Cette organisation regroupant une cinquantaine d'organisations non gouvernementales actives dans les secteurs des transports et de l'environnement, a estimé les leviers possibles pour réduire la demande en matières premières dans le secteur des transports. En effet, selon cette étude*, elle devrait être 4 à 10 fois supérieur en 2050 par rapport à 2022. Ces mesures, mises en place simultanément, permettraient ainsi de diminuer la consommation de lithium, nickel, cobalt et manganèse de 36 à 49 %.
La plus efficace ? Fabriquer des véhicules électriques plus petits. La taille des batteries abaissée, les besoins en métaux le seraient aussi de 19 à 23 %. Par ailleurs, ces voitures pourront fonctionner avec des batteries construites grâce à des chimies moins gourmandes en ressources, ce qui peut encore décroître la demande de 4 à 20 %.
Orienter la production
T&E préconise ainsi d’orienter la production vers les petits véhicules et de décourager celle de véhicules utilitaires sport (SUV). À l’échelle européenne, l’organisation propose d’instaurer des normes d’efficacité pour les batteries et l’obligation pour les constructeurs automobiles de produire davantage de modèles électriques d’entrée de gamme.
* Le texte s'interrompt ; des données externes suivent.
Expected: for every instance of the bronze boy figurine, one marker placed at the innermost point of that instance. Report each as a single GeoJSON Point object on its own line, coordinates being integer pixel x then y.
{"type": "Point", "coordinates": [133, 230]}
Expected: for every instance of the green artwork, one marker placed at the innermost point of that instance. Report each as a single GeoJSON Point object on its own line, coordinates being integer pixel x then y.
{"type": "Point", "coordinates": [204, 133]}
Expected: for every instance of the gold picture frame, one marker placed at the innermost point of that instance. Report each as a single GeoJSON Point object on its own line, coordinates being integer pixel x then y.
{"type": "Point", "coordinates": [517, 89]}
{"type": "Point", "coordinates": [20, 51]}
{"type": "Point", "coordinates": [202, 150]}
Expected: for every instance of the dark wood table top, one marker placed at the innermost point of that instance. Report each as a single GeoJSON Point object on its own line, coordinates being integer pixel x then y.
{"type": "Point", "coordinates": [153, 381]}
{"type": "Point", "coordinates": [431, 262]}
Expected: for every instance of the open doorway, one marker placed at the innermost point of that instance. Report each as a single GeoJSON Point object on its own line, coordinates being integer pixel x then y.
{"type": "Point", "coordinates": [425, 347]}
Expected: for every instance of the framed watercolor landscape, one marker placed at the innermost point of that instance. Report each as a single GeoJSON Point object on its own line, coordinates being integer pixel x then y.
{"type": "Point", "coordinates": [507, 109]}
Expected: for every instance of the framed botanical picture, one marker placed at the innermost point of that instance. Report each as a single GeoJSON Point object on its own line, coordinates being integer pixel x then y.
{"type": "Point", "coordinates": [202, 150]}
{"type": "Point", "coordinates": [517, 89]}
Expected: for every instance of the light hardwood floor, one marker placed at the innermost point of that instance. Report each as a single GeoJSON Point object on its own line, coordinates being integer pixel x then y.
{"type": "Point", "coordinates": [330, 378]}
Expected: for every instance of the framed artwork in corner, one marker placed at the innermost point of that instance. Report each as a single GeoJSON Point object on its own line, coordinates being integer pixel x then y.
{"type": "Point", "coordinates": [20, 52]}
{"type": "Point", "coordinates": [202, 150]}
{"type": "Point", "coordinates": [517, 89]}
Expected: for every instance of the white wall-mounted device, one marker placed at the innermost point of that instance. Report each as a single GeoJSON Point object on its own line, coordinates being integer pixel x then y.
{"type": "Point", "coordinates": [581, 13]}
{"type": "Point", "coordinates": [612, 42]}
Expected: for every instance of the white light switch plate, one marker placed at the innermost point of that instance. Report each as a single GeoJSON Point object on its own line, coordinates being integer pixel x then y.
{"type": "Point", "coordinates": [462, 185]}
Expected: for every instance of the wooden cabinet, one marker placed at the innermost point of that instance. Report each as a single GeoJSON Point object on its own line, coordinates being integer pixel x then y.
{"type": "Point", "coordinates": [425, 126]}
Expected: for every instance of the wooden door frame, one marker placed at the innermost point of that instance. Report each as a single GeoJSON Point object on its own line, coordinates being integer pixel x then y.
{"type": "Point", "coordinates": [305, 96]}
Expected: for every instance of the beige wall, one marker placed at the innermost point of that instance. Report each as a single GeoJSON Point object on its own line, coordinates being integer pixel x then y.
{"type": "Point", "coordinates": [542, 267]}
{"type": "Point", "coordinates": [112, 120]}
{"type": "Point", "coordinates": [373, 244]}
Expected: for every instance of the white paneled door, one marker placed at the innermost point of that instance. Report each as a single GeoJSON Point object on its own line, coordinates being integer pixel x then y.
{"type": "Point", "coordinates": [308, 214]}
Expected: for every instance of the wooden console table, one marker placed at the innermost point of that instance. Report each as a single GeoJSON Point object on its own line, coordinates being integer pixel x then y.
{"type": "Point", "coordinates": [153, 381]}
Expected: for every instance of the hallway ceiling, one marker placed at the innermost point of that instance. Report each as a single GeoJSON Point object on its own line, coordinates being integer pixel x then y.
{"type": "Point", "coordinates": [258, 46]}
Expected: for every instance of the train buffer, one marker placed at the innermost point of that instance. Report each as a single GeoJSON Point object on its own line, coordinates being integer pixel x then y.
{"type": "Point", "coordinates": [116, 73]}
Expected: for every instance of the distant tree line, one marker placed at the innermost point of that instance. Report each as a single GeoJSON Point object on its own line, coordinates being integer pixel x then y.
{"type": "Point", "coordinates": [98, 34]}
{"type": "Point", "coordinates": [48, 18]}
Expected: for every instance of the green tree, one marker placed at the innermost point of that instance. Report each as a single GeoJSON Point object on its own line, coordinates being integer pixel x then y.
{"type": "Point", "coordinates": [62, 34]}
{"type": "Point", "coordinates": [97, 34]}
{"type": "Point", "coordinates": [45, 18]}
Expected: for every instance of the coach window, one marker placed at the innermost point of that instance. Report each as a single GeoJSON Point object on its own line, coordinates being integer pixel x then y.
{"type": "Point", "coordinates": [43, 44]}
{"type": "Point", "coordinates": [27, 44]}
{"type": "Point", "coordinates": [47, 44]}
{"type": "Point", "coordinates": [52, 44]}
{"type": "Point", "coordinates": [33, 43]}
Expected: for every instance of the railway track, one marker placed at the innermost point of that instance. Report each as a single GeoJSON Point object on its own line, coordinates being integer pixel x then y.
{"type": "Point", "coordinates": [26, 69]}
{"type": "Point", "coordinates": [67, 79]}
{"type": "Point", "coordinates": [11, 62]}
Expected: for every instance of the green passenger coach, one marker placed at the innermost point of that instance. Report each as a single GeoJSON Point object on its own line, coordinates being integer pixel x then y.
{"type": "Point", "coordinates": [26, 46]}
Elle conseille également une politique commune de développement industriel des nouvelles technologies telles que les batteries à base de fer (LFP) et à base de sodium (Na-ion).
Au niveau national, elle recommande de conditionner les aides publiques aux petits véhicules ou d’inclure les SUV électriques (et hybrides rechargeables) dans le malus au poids. L’association déplore en effet le manque de voitures électriques « abordables et adaptés aux besoins réels des ménages » dans la mise en place du dispositif de leasing social à partir de 100 euros par mois voulu par le Gouvernement. « Il existe un marché pour des millions de petits véhicules électriques en Europe. La demande est là, mais l’offre ne suit pas », relève Diane Strauss, directrice du bureau français de T&E.
Enfin, pour l’organisation, reporter les trajets en autosolisme au bénéfice des modes de transport collectifs ou actifs (vélo, marche) permettrait de réduire la demande en matières premières de 7 à 9 %.